The reality of blind ambition versus integrity could not be better illustrated than by the embarrassing debacle that took place in the U.S. House of Representatives this past week. Kevin McCarthy is obviously completely willing to abdicate any sense of integrity, or public service, to his craving for the position of House speaker: He has reversed himself so many times that his head must be spinning. First by supporting Donald Trump, then by condemning him, then by flying to Mar-a-Lago to kiss his arse, and now to “give away the farm” of congressional rules by trying to buy the support of the Trump fanatics in order to obtain their support for his quest.
How much longer can we put up with a man who will sell anything and everything, probably including his mother and his first-born, to pursue his single-minded ambition? It’s a disgrace, it’s embarrassing, and it’s bad enough to qualify as criminal, at least in my book. Unfortunately, McCarthy seems to be part of a trend that abrogates integrity to ambition at many levels of public life; on a broader scale that trend includes Vladimir Putin, Xi Jinping and Donald Trump.
I’m not so naïve as to think that such a situation has not always existed, it most certainly has. However, the level it has now reached has virtually eliminated integrity from public life in many instances. Gone are the days when even a whiff of scandal, actions that could affect your institution, or even a touch of “non-integrity”, would result in instant resignation. Kevin McCarthy lost 14 caucuses in a row, and many pundits were speculating that the number could reach 50 or even higher. The man, and his party, obviously have no self-respect whatsoever, let alone any integrity or conscience about destroying the legislative system of government by their blind ambitions. It is a blatant example of a “Me-Me” culture. “I will do whatever it takes to achieve MY ambition, and to hell with anything or anybody else.”
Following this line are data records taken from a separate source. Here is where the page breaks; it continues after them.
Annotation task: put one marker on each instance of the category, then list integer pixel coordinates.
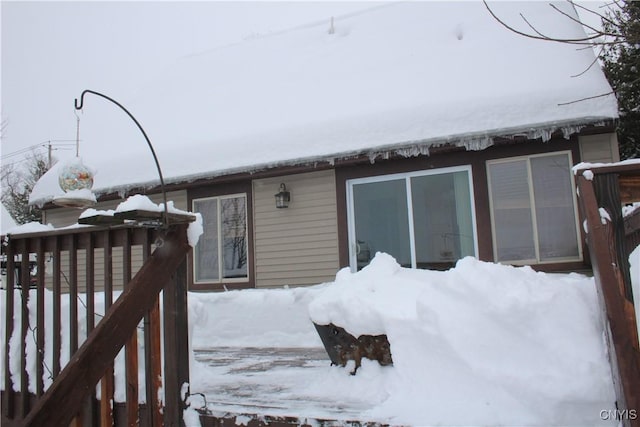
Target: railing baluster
(89, 407)
(56, 308)
(131, 348)
(153, 357)
(25, 281)
(107, 381)
(73, 296)
(8, 408)
(40, 322)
Given the current political mess in the U.S., we may deserve such leaders (I use the term very loosely), but we absolutely don’t want them. I also have to wonder if democracy can survive them.
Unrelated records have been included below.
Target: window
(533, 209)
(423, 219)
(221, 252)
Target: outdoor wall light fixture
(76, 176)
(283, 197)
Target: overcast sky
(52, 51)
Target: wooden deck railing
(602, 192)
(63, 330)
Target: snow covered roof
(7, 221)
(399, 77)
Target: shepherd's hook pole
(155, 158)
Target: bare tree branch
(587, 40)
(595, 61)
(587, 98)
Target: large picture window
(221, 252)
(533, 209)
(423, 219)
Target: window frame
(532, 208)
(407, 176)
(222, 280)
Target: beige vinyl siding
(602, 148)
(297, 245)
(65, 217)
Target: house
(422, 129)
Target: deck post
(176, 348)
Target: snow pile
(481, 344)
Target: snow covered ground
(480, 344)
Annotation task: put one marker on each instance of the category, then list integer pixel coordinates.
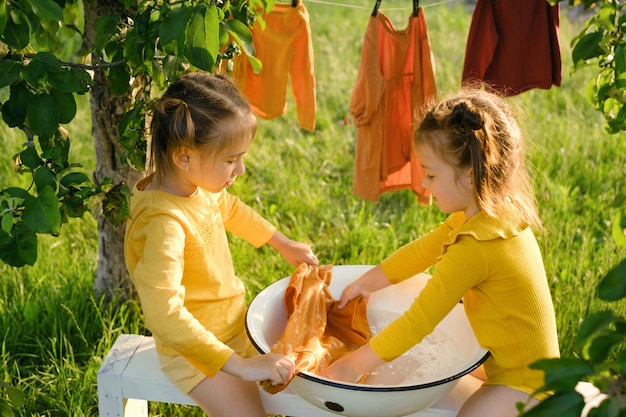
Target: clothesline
(355, 6)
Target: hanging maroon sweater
(513, 46)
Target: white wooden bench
(130, 377)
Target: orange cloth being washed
(317, 332)
(395, 77)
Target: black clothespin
(416, 7)
(376, 6)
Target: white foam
(435, 358)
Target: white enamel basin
(265, 322)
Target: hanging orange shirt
(513, 46)
(395, 77)
(286, 52)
So, what can we do about it? How can we reverse the apparent inexorable trend away from integrity towards blind and raw ambition? We will never reverse it completely, it is part of human nature but, when it threatens our democratic future, we have to try.
I have to admit that I don’t have the answer. I wish I did. Apart from using the Stalin doctrine “if you have a problem with someone and he/she dies, you don’t have a problem anymore”, it is a perplexing issue. How do you instill integrity, so it can triumph over ambition when necessary?
It has to start with education and a societal acceptance of community responsibility. Unfortunately, that possibility is “dead at birth” in an autocracy, and it also appears to completely contradict the U.S. obsession with individual rights as THE fundamental tenet of the country. So, is there any hope? Even an optimist would have to say no, at this point.
On the other hand, there are many people in public service who can, and do, put integrity above ambition, so all is not lost. The problem is how do we, as the voting public, encourage and support these individuals to run against the ego-centric blind “ambitionists” (I know that’s not a word, but it seems to fit).
One main problem with the fight for integrity is that it doesn’t make news; it is not sensational enough to command air time, so the media doesn’t report candidates, or representatives, that exhibit such a rare attribute. We, the voting public, therefore don’t hear about such candidates and, consequently, their possible futures as our representatives is frustrated and doomed. If the blind “ambitionists” are more sensational, and they generally are, they get more coverage.
Expecting the media to show some integrity above sensationalism is a lost cause, as we all know.
However, the main culprit, in the long run is, unfortunately, us. If the general public didn’t crave sensationalism over integrity, there is a chance the media might show a more balanced reporting stance. The media are basically prostitutes; the more sensational the news, the more f…. newspapers they can sell, and the more money they can make. We, the public, are really the only ones who can change that, and human beings don’t seem to have the capacity as a group to entertain such an idea because we are addicted to sensationalism. How we got to that point is debatable – it is a chicken and egg question. However, it does bear serious discussion if the Kevin McCarthy’s of this world are not to dominate our public life.
Help! Suggestions gratefully received.